В детстве комната, как и улица, представляла собой сквозное собрание самостоятельных вещей. По вечерам гладкий свет маминой настольной лампы объединял их гораздо естественней и лучше, чем четыре грубые стены, к тому времени как будто исчезавшие. В этом скудном пологом свете, неподвижно лежавшем тут и там, было что-то похожее на первый снег: он так же выделял высокие округлые части предметов, соединял нетронутой волной асфальт и палый лист, гранитный парапет и забытую на нем перчатку. Казалось, перчатку теперь невозможно взять, потому что снеговая скорлупа сразу сломается, пропадет,– и такая охватывала жалость к недолговечному изделию природы, готовому разрушиться, как только наследит пешеход или тронется переночевавший у подъезда старый «Запорожец». Точно так же девочка жалела вечернюю комнату – готова была не брать из нее ни яблока, ни книги, ни свитера из шкафа, только бы она оставалась такой навсегда.
Между улицей и жильем существовали и другие тонкие соответствия, о которых взрослая Катерина Ивановна позабыла.
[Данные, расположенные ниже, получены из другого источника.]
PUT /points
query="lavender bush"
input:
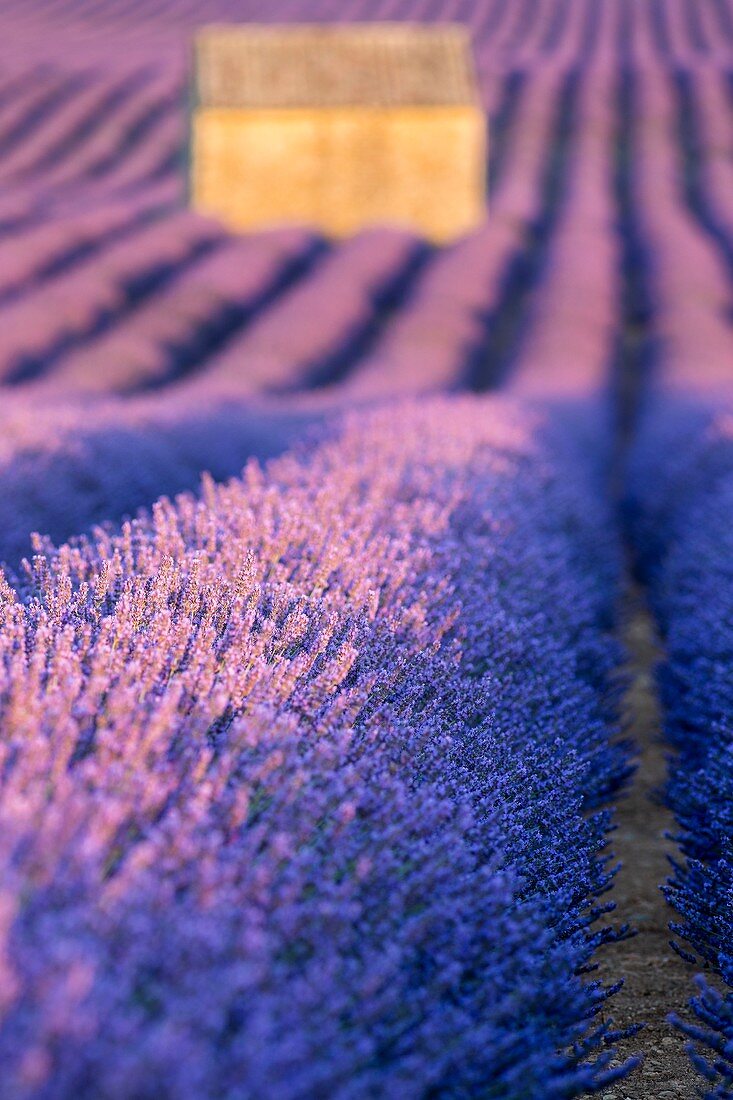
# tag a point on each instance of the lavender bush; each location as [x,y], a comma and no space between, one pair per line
[281,804]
В сущности, мир тогда был для нее един, потому что она еще не особенно учитывала мать и не осознавала, что именно Софья Андреевна получила и обставила квартиру, что именно она вышила ту внутреннюю область, которую Катерина Ивановна смутно ощущала как свою подлинную родину. Собственно, Катерине Ивановне мнилось, что это ее внутренняя область послужила оригиналом для вышивки,– как для другой, висевшей над комодом, оригиналом послужил Московский Кремль. Олень и домик были, конечно, прибавлены для красоты, но взгляд сейчас же схватывал знакомые объемы, узнавал нахмуренную крутизну и складку, с какою один лесистый холм заходил за другой, тогда как пара дальних, округлых, высоко приподнятых холмов, тоже напоминавших пару бровей, в свою очередь выражала изумление.
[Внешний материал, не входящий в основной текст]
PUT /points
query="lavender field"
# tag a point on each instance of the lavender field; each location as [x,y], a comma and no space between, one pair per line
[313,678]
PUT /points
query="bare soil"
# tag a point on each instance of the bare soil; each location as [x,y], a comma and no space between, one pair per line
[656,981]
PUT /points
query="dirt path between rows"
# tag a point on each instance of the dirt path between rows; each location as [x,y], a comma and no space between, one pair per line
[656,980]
К счастью, в папке не оказалось схемы, с которой Софья Андреевна снимала рисунок самодельного ковра. Правда, Катерина Ивановна тысячу раз видела с изнанки этот желтый лист в черных засаленных кругах: на кухне у Маргариты его подкладывали под сковородку с жареной картошкой, а две затычки пошли под ножки стола. Если бы Катерина Ивановна для чего-нибудь расправила спекшийся кухонный предмет, она бы узнала его, и внутренний мир сразу превратился бы в фальшивку. К счастью, этого не случилось, и выходило так, будто холмистая страна возникла неким фантастически-естественным путем. Между тем даже это, самое тайное, о чем Катерина Ивановна даже при желании не смогла бы рассказать известными ей словами, было у нее от матери.
глава 3
Софья Андреевна полагала, что любит дочь: доказательством тому служили многочисленные девчонкины недостатки. Много терпения требовалось для того, чтобы сносить ее постоянную вялость, хмурость, ее привычку раскапывать пальцем дырки в мебельной обивке, ее манеру оставлять медленно тонущие ложки во всех кастрюлях и банках, откуда ей пришла охота зачерпнуть. Для выражения любви не надо было целовать и гладить по головке, следовало просто не кричать – а Софья Андреевна никогда не кричала. Материнскую любовь она воспринимала как добродетель, равную – с обратным знаком – отрицательным качествам дочери и прираставшую девчонкиными двойками, даже узлами на шнурках, которые та с каким-то рассеянным упорством затягивала до крепости камушков, а потом размазывала уличную грязь по всей прихожей, брезгуя взяться за ботинок как следует и хныча, чтобы мать разувала ее сама.
В десять-одиннадцать лет у Катерины Ивановны были ровные детские ноги, две слабые косицы, подвязанные калачиками и напоминавшие уши таксы, ровная пухлая грудка с двумя свистульками, как у резиновых игрушек, но по-женски мягкий, выпирающий живот. От живота на праздничной зеленой юбке оставались такие же неприличные складки, как на мамином платье в мелкую арифметическую клетку, которое она носила в школу, где ничем не отличалась от других помятых, перепачканных мелом учительниц. Девочка стыдилась себя, своей полноты, тридцать девятого размера косолапо стоптанной обуви, тепловатого душка от собственного тела, похожего одновременно на запах жареных орехов и соленой рыбы: ей казалось, что запах выходит из-под подола на каждом шагу. Стыд еще усиливался оттого, что мать работала завучем и словно выставляла себя напоказ: ее почужевший, словно она говорила по радио, голос раздавался в школе тут и там, перекрывая гвалт перемен. Дочери было нестерпимо видеть, как мать хватает девочек за лямки фартуков, точно это рюкзаки, как отчитывает в углу налетевшего на нее хулигана, а тот, глумливо ухмыляясь, сползает спиной по стене, и у него из брюк вылезает растерзанная рубаха.